Microscopic examination
The infected leaves, treated by the most effective bio-agents, were selected to investigate the growth status of powdery mildew fungus after 24 h of treatment. Control plants were microscopically observed for comparison and for any differences on the tested pathogen P. xanthii. For scanning electron microscopy (SEM), sections (0.5 cm) were taken from untreated and treated leaves. The samples were prefixed in mixture of 2.5% glutaraldehyde and baraformaldehyde at room temperature for 24 h. The fixative was washed three times by phosphate buffer solution (pH 7.2–7.4). The specimens were postfixed in osmium tetroxide (1% w/v in phosphate buffer 0.07 M, pH 7.2) at room temperature for 1.5 h. After washing with phosphate buffer solution three times, the samples were hydrated in ethanol series (30 and 50% for 30 min, and 70% for 24 h), then dried at critical point of CO2 (Balzers CPD-020) and covered with gold (30 nm) in a sputter coater (Balzers SCD-040). The specimens were examined and photographed by the TESLA BS-300 electron microscope. In all processes, SEM observations and photography were carried out at Electron Microscope Unit, Fac. of Medicine, Tanta Univ., Egypt.
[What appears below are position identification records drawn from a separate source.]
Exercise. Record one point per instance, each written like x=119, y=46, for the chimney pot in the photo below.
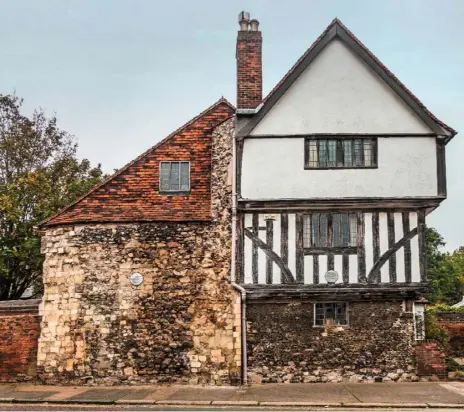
x=254, y=25
x=244, y=20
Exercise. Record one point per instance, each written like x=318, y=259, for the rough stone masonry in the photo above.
x=182, y=324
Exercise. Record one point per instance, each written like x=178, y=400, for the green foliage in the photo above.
x=445, y=271
x=39, y=174
x=434, y=330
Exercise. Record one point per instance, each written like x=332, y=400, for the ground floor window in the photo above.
x=330, y=313
x=419, y=321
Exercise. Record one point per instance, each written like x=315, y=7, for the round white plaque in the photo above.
x=136, y=279
x=331, y=276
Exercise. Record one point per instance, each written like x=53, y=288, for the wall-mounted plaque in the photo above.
x=136, y=279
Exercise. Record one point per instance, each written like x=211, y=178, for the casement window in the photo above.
x=328, y=314
x=419, y=320
x=174, y=177
x=340, y=153
x=330, y=230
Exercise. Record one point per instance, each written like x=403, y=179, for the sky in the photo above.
x=120, y=75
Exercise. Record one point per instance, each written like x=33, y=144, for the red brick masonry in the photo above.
x=132, y=194
x=19, y=334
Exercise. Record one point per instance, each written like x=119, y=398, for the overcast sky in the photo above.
x=122, y=74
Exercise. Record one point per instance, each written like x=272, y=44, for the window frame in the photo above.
x=339, y=152
x=347, y=314
x=171, y=192
x=324, y=250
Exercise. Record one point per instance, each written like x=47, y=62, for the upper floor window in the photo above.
x=340, y=152
x=174, y=176
x=330, y=230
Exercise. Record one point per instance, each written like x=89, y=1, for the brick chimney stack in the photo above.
x=249, y=63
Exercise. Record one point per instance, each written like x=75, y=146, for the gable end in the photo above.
x=132, y=194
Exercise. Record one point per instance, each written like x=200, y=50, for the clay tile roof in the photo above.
x=212, y=116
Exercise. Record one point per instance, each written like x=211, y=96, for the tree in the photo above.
x=445, y=271
x=39, y=174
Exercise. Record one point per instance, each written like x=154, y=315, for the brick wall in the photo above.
x=453, y=323
x=19, y=334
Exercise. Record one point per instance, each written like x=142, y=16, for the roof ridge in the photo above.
x=222, y=100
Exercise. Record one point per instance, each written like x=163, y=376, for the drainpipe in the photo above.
x=243, y=332
x=233, y=255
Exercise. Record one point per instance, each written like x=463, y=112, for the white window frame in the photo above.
x=347, y=306
x=175, y=190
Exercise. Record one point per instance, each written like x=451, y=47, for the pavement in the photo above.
x=327, y=395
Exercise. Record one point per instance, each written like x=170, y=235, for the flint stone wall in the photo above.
x=182, y=324
x=284, y=346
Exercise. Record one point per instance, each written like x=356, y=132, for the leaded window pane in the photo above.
x=358, y=148
x=332, y=153
x=185, y=176
x=348, y=153
x=368, y=153
x=313, y=154
x=174, y=176
x=323, y=153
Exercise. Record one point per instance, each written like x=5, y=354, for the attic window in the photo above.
x=340, y=153
x=174, y=177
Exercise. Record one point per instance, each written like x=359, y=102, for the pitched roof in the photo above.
x=93, y=206
x=336, y=29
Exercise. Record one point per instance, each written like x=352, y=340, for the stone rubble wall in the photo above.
x=19, y=335
x=182, y=324
x=284, y=346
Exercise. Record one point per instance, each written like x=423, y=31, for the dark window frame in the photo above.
x=324, y=324
x=175, y=192
x=339, y=151
x=312, y=249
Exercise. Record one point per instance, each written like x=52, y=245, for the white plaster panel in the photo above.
x=292, y=244
x=322, y=268
x=339, y=93
x=273, y=168
x=353, y=272
x=276, y=248
x=308, y=270
x=247, y=265
x=383, y=242
x=338, y=266
x=368, y=242
x=415, y=271
x=400, y=274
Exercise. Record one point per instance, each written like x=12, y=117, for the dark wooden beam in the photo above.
x=254, y=248
x=373, y=276
x=339, y=204
x=287, y=274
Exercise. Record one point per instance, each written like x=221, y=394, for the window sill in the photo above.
x=340, y=168
x=175, y=193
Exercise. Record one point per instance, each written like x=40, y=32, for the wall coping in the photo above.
x=26, y=306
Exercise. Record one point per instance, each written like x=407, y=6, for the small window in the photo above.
x=330, y=314
x=174, y=176
x=330, y=230
x=340, y=153
x=419, y=320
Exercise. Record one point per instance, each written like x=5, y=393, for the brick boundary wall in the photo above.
x=19, y=334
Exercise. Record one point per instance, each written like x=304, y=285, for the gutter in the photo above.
x=243, y=332
x=233, y=265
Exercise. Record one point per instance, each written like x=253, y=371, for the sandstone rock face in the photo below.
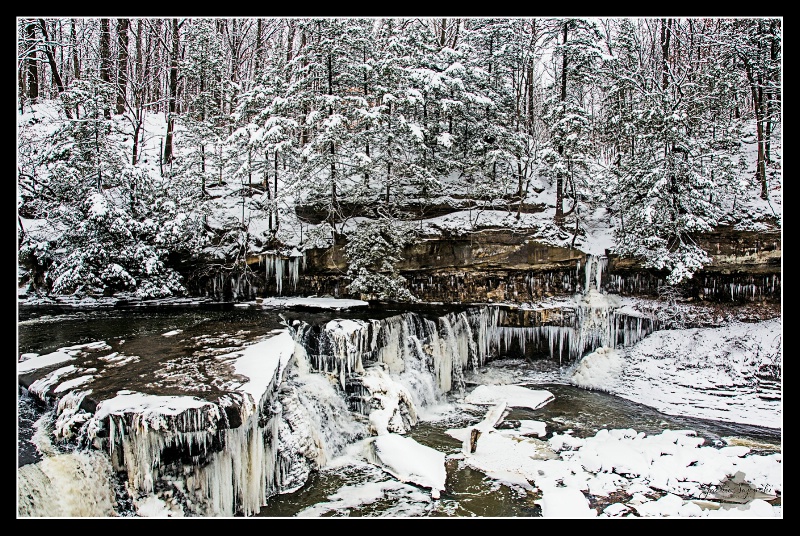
x=498, y=266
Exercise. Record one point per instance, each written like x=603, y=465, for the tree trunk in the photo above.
x=761, y=172
x=51, y=60
x=105, y=58
x=173, y=90
x=559, y=217
x=76, y=64
x=666, y=25
x=275, y=195
x=122, y=63
x=33, y=69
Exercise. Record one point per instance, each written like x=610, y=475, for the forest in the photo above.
x=150, y=150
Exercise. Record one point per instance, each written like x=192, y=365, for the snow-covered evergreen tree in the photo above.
x=373, y=250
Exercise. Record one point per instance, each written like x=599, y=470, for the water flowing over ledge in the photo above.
x=278, y=409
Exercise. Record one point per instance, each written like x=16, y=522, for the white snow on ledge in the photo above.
x=699, y=372
x=319, y=303
x=512, y=395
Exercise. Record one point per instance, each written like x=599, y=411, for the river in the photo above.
x=343, y=488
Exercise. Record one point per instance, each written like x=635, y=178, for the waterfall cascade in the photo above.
x=348, y=379
x=278, y=266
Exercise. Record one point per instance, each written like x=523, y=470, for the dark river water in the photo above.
x=138, y=331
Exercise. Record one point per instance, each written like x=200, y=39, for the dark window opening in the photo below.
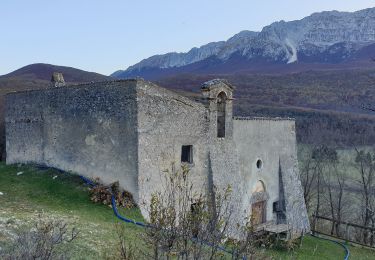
x=187, y=154
x=275, y=206
x=221, y=107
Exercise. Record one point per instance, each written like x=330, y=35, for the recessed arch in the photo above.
x=259, y=187
x=221, y=111
x=259, y=204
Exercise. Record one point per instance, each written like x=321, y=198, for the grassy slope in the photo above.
x=35, y=191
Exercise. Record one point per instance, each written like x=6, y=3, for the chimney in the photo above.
x=57, y=80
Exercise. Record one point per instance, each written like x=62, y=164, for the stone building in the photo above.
x=132, y=130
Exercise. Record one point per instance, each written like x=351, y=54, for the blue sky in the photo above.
x=104, y=36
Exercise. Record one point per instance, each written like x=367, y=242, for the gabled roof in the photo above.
x=208, y=85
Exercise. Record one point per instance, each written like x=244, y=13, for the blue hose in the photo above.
x=221, y=248
x=132, y=221
x=347, y=252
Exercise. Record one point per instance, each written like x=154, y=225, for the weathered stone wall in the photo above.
x=166, y=121
x=24, y=127
x=132, y=131
x=88, y=129
x=273, y=141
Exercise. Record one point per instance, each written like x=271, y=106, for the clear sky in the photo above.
x=107, y=35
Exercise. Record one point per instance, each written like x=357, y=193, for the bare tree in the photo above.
x=41, y=242
x=365, y=162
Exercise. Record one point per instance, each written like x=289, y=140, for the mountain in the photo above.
x=332, y=39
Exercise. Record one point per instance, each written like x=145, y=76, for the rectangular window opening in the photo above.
x=187, y=154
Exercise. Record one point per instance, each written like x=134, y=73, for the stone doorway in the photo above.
x=258, y=212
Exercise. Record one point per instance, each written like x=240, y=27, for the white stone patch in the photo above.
x=293, y=57
x=90, y=140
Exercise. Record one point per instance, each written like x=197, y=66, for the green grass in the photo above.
x=314, y=248
x=66, y=197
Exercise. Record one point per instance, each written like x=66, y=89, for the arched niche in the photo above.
x=221, y=111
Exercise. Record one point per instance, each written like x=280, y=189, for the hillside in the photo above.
x=63, y=196
x=328, y=105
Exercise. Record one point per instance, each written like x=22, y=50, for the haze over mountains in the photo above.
x=329, y=39
x=319, y=70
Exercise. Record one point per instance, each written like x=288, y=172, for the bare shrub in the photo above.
x=186, y=224
x=103, y=194
x=43, y=241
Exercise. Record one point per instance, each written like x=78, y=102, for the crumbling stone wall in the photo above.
x=273, y=141
x=88, y=129
x=132, y=130
x=166, y=121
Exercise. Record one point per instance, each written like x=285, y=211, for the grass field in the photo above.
x=37, y=191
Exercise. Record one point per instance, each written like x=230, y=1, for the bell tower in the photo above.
x=219, y=94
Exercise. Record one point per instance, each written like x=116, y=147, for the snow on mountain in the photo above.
x=329, y=36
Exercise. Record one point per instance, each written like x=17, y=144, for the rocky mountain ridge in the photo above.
x=325, y=37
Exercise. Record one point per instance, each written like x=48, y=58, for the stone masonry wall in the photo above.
x=273, y=141
x=88, y=129
x=167, y=121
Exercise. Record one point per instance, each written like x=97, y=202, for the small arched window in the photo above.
x=221, y=107
x=259, y=187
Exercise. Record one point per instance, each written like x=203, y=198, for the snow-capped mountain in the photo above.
x=326, y=37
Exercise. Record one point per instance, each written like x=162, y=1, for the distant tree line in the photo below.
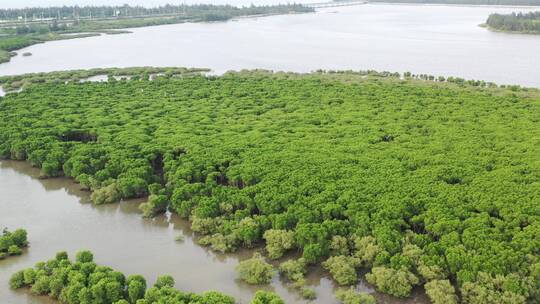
x=515, y=22
x=83, y=281
x=126, y=11
x=11, y=243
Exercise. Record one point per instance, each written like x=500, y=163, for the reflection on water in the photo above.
x=58, y=216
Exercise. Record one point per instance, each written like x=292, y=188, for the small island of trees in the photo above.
x=525, y=23
x=83, y=281
x=12, y=243
x=20, y=28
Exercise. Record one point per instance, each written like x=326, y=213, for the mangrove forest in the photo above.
x=428, y=182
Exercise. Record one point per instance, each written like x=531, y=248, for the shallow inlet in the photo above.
x=58, y=216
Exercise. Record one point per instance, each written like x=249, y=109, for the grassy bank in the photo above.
x=522, y=23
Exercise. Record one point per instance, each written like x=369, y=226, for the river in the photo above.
x=431, y=39
x=58, y=216
x=423, y=39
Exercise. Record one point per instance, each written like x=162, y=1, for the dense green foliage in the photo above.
x=416, y=180
x=12, y=243
x=125, y=11
x=265, y=297
x=85, y=282
x=473, y=2
x=528, y=23
x=16, y=82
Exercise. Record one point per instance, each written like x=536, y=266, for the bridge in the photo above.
x=335, y=4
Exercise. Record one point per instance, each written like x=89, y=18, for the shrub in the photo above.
x=398, y=283
x=441, y=292
x=278, y=241
x=350, y=296
x=255, y=271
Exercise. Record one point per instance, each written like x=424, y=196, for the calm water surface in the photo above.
x=431, y=39
x=58, y=216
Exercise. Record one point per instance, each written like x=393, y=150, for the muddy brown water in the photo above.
x=58, y=216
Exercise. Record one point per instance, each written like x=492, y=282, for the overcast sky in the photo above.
x=27, y=3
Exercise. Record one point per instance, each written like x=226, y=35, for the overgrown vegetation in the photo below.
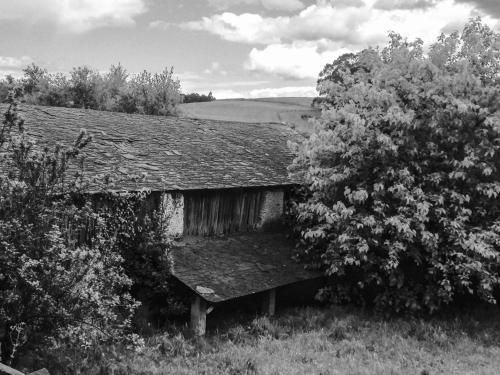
x=64, y=285
x=326, y=341
x=400, y=204
x=194, y=97
x=116, y=90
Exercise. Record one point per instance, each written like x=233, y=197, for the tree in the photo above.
x=195, y=97
x=61, y=275
x=156, y=94
x=84, y=83
x=401, y=181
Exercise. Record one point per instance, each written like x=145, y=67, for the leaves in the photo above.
x=402, y=172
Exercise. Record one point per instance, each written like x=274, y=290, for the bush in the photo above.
x=400, y=203
x=194, y=97
x=71, y=264
x=146, y=93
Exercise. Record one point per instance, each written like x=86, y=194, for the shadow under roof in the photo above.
x=173, y=153
x=220, y=269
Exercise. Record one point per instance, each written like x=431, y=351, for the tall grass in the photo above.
x=320, y=341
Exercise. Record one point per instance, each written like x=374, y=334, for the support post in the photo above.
x=269, y=302
x=198, y=316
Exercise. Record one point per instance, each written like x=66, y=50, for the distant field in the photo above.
x=292, y=111
x=326, y=341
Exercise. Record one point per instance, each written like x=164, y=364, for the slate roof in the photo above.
x=175, y=153
x=219, y=269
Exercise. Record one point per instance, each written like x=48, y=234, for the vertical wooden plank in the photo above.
x=269, y=302
x=198, y=316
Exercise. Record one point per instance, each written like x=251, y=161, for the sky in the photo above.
x=234, y=48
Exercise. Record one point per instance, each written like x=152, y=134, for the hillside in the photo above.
x=313, y=340
x=292, y=111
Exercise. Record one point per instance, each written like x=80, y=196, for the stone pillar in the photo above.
x=172, y=207
x=269, y=302
x=198, y=316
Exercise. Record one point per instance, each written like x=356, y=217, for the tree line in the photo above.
x=115, y=90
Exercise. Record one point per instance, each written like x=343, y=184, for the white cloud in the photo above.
x=227, y=94
x=299, y=60
x=286, y=5
x=215, y=68
x=76, y=16
x=294, y=91
x=13, y=65
x=355, y=24
x=321, y=20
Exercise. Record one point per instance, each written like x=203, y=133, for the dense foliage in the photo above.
x=116, y=90
x=66, y=278
x=401, y=198
x=194, y=97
Chlorophyll content and plant growth assessment
Plant growth parameters were determined in the experimental plants at 60 DAS. Total chlorophyll contents, using the SPAD-501 portable leaf chlorophyll meter (Minolta Corp) for greenness measurements in the fifth apical fully expanded leaf (Yadava 1986). Average number and weight of fruits per plant were measured by harvesting fruits at marketable size. The squash fruits from each replicate of each treatment were collected twice a week, from 45 to 90 DAS, and the accumulated yield was expressed as the number and weight of fruits per plant. Leaf area was determined, using the dry weight method. The leaves of a plant were cleaned from dust and then representative 10 disks were taken, using a test tube known for its area (1.76 cm2). The leaf area was calculated, using the following formula:
Leaf area = (weight of leaves × 10 n)/weight of 10 disks
where n = the area of one disk.
Statistical analysis
The data were subjected to statistical analysis by ANOVA, using wasp software (Web Agriculture Stat Package). The values presented are the means of all measurements, and comparisons of means were determined by Duncan’s multiple range tests, at P ≤ 0.05 (Gomez and Gomez 1984).